The people who come up with programs like Whole30 or 75 Hard usually don’t have any actual credentials3 or expertise either; they’re not registered dieticians or certified physical trainers. They are people who want to sell you something. Their program, sure, but also the idea that if you just work hard enough and learn their little secrets, you can achieve Perfection. An ideal form of yourself, through which all future happiness is possible.
If you don’t? Well, user error, babe! Sorry. No refunds :(
I’m starting to doubt your commitment to sparkle motion
The other thing these programs are selling you (aside from a smug sense of superiority to the fools who say, “No, thank you, I am not doing that”) is a way to center yourself, for once.
That’s the other fantasy element at play: you’re pushing aside everything else to focus on your health, on your new Optimized Self. On the surface, that’s a good thing. But if you’re the person in your home or have the role at work that shoulders most of the responsibility? It’s not sustainable without a real reckoning and redistribution of resources that’s unlikely to happen overnight (say on the night of January 5th to January 6th, specifically, if you’re one of those “Let’s start on Monday” people).
You should make time to center yourself in your life, to focus on things that are meaningful to you. Ideally, those things do not make you miserable.
Ask yourself: even if you make it to the end of Hard Whole 75 Dry 30 January and feel really good and see the results you wanted, are you actually going to live that way long-term? Is that sustainable for you, your family, and your lifestyle?
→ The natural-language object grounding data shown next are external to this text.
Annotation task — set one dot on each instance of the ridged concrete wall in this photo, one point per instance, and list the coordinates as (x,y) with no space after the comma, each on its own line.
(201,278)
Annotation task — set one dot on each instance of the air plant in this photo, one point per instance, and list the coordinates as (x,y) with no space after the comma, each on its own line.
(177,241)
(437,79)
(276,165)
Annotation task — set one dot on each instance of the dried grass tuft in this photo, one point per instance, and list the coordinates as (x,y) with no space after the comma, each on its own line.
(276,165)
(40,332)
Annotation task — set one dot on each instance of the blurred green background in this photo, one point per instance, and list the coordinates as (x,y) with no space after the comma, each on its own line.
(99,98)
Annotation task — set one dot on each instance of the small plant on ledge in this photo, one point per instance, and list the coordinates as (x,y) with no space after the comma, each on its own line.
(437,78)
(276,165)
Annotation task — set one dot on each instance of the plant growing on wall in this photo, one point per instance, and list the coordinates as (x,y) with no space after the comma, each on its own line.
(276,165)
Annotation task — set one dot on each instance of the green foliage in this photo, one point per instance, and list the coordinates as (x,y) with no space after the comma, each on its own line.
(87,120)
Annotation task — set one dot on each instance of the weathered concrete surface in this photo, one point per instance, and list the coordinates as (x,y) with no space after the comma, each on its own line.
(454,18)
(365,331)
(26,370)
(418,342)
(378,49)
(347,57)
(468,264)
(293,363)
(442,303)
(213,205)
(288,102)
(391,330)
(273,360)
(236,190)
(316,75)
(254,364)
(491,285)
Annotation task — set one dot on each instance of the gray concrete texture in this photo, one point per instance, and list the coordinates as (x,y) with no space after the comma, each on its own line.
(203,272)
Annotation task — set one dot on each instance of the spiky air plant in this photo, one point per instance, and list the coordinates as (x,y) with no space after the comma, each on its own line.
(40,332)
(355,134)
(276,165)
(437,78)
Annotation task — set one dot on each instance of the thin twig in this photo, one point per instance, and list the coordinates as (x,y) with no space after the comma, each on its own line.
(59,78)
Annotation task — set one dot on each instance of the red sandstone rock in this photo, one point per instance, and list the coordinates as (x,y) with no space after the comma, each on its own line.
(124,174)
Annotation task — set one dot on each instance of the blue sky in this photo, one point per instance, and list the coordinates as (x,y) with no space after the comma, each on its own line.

Or does it set you up for a rollercoaster of “pure” abstaining and then bingeing on The Forbidden Fruits because you’ve denied yourself joy in the name of an arbitrary plan put together by Some Guy Online?
Just go for a fucking walk and eat a vegetable with some cheese on it.
(You don’t have to log every morsel of food that crosses your lips, either. Use something like the Nutrition GPA app to get a basic idea of how you’re feeding yourself day-to-day and pick one thing at a time to work on. It was developed by an actual registered dietician and does not track calories or macros!)
You can do a fun one
Look, the ghosts of our founding Puritans don’t want you to know this, but you can actually set FUN resolutions!!
The next four years are going to be insane enough. Do a fun one!!! (And if you are, please leave a comment about what it is because I want some IDEAS.)
Get Rec’d
What I’m reading, watching, being haunted by.
What I’m reading: I’m almost finished with the audiobook for Blood Over Bright Haven by M.L. Wang, and I am LOVING IT. A great example of how fiction — especially fantasy — can illuminate systems you don’t often think about in stark ways.
What I’m watching: I think I am going to take myself to see Babygirl soon because I like to have fun at the movies.
Reality: Infectious and chronic diseases are inextricably linked.
Escapism: In another universe, we are eating Giant Bullfrog Pineapple Salad together.
Wildcard: Here is a great fact about owls.
Until next time.
If you’re so well-prepared that you’re getting Valentine’s Day in order in early January, I’m begging you to do more than buy your object of affection a box of questionable grocery store chocolates
Denying yourself any earthly joys, not following the latest design trends on TikTok or whatever
I’m naming these in particular because their creators do not have any actual credentials!